Top biotech and pharmaceutical executives typically find ample demand for their expertise on the boards of smaller, emerging drug developers after they’ve stepped down or left their previous roles. For example, John Maraganore, the longtime CEO of Alnylam Pharmaceuticals who handed the reins to Yvonne Greenstreet in December, has since joined the boards of several biotech companies, while becoming a venture partner and adviser to two prominent venture capital firms.

Sandrock’s appointments are particularly notable given the high-profile nature of his departure from Biogen, where he had served as chief medical officer and head of R&D. His surprise exit, announced last November, came as the biotech company was seeking to defuse criticism around Aduhelm and its contentious approval by the Food and Drug Administration last June.

In Verge and Voyager, he’s chosen to work with early-stage companies exploring new ways to develop treatments for neurodegenerative diseases like ALS and Huntington’s. Voyager, which specializes in genetic medicine, is trying to direct its drugs to harder-to-reach tissues like the brain.

Verge, meanwhile, aims to use machine learning to unearth better drug targets from genomic data collected from patients with neurodegenerative diseases. The company recently struck a three-year research alliance with Eli Lilly and aims to advance its first candidate, a drug for ALS, into clinical testing this year.

Verge’s CEO, Alice Zhang, says Sandrock saw merit in the startup’s approach when they first met four years ago at a reception around the J.P. Morgan Healthcare Conference. “He saw that one of the biggest opportunities — and biggest challenges — was deciphering the complexity in the biology of neurodegeneration and using human data to identify better targets,” Zhang said. “And that’s, of course, exactly what we do.”
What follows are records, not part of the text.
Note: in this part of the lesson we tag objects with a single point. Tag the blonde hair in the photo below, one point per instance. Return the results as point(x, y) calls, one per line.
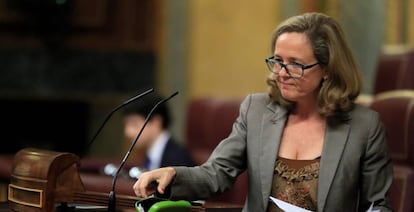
point(343, 81)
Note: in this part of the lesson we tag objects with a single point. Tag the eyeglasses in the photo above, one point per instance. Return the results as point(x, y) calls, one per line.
point(294, 70)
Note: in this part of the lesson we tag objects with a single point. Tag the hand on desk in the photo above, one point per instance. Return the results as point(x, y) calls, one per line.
point(152, 181)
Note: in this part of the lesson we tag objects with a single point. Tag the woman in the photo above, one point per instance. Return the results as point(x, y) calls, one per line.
point(305, 142)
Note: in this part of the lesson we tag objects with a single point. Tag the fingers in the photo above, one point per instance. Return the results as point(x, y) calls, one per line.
point(147, 183)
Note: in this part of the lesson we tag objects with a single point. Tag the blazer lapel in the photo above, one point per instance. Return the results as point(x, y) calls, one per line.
point(335, 139)
point(273, 122)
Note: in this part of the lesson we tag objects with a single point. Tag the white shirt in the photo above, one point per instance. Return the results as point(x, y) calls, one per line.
point(157, 149)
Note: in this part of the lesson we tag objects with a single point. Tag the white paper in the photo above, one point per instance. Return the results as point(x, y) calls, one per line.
point(287, 207)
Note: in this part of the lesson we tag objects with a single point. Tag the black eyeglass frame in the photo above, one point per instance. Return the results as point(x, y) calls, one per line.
point(303, 67)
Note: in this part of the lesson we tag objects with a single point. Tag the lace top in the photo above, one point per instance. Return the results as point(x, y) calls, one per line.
point(295, 182)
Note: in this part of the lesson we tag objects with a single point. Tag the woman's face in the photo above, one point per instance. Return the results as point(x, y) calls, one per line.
point(295, 48)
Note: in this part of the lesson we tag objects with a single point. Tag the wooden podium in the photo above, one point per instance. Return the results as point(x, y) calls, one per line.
point(41, 179)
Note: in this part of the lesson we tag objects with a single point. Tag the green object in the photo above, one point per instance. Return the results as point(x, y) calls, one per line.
point(165, 206)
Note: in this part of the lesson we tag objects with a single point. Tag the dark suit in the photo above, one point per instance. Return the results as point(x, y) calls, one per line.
point(354, 160)
point(175, 155)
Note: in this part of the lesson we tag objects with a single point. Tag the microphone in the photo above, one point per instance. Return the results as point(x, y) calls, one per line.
point(112, 197)
point(114, 110)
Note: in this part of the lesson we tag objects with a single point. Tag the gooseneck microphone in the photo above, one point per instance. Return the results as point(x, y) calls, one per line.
point(112, 196)
point(114, 110)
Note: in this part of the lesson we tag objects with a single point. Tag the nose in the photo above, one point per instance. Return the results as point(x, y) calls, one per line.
point(283, 72)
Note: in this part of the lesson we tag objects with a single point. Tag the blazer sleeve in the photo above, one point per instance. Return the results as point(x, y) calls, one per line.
point(220, 171)
point(376, 170)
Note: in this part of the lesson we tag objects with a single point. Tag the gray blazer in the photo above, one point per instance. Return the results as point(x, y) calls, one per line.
point(354, 167)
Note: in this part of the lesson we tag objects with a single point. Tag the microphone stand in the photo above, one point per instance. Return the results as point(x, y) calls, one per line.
point(112, 195)
point(114, 110)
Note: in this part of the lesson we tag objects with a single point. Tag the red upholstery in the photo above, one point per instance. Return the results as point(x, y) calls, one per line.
point(394, 71)
point(397, 112)
point(209, 120)
point(396, 109)
point(402, 192)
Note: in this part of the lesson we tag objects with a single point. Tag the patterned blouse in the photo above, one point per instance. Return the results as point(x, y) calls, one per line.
point(295, 182)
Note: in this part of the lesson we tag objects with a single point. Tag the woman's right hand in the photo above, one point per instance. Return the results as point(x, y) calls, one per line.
point(145, 185)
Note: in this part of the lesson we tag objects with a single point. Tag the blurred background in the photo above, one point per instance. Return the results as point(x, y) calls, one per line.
point(65, 64)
Then, last year, Verge hired Robert Scannevin, a former senior director at Biogen who had worked with Sandrock, as chief scientific officer. “That helped seal the deal,” according to Zhang.

Zhang said she isn’t concerned by the controversy surrounding Aduhelm and Sandrock’s role in its approval, noting that his experience validating drug targets in Alzheimer’s could help Verge.

“After getting to know Verge over the last four years and watching all of the remarkable scientific progress they have made, I am convinced that they are leading the way in tech-enabled drug discovery,” said Sandrock in a statement on his appointment.